When he got out after about twenty minutes he checked his phone, which he’d left in the room all day. He had half a dozen messages from Deb, a couple from Lenny Byron, and one from Ellen Dorsey. He didn’t reply to any of them.
He didn’t feel up to it.
Wearing only boxer shorts, he flopped back onto the bed and stared up at the ceiling for a while.
Then he got off the bed, grabbed the unopened bottle of Stoli from the dresser, opened it, and took a slug.
Deciding that surrender wasn’t an option, he sorted once again through the books and magazines he’d bought, and the articles he’d had printed at Café Zero. He spread some of them out on the bed, trying to conjure up a pattern, a meaning.
He continued taking belts of vodka directly from the bottle.
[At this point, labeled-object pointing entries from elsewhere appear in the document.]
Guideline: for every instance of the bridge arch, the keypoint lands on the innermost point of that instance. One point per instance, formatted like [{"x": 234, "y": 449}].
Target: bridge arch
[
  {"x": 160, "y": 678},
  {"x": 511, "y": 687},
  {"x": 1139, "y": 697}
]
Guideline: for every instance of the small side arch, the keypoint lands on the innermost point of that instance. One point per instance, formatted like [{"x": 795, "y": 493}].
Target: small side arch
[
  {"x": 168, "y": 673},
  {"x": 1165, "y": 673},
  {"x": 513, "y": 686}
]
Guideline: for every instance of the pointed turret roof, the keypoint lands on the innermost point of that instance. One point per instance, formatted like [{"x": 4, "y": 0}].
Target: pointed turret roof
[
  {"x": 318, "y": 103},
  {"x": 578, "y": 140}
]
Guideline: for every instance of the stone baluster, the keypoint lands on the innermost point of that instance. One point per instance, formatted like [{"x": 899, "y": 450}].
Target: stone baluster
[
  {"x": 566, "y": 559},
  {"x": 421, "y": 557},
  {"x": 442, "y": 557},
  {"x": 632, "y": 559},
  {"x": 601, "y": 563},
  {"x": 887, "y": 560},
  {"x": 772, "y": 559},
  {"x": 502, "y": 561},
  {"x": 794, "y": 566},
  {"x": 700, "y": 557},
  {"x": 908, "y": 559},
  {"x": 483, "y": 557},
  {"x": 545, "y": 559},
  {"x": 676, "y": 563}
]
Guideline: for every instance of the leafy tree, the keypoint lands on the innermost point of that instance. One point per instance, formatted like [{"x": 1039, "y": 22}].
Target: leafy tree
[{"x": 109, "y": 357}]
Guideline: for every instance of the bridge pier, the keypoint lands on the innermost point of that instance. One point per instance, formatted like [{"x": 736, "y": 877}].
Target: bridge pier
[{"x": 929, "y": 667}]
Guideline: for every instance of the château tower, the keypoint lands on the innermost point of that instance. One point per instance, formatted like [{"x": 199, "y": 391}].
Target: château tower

At one point, in need of further sensory stimulation, he reached over for the remote and flicked the TV on. He whipped through a few channels, dismissing each one in turn. But then he found himself pausing and staring at this guy, Craig Howley. It wasn’t so much the Boring Middle-Aged White Guy in a Suit thing that caught his attention, or the awful financial jargon. It was more the words on the screen: DEFENDING PRIVATE EQUITY… which, after a couple of seconds, did actually coalesce into something of a revelation, and quite a neat one, too. Because for all of this time, since last weekend, Frank has been interested in only one thing: finding a wormhole into Lizzie’s mind, and what he suddenly suspected he had here was a wormhole out of it. It’s what Ellen Dorsey was talking about the other night in that diner. The three pillars of the system. One guy from an investment bank, one from a hedge fund, and one from a private equity firm.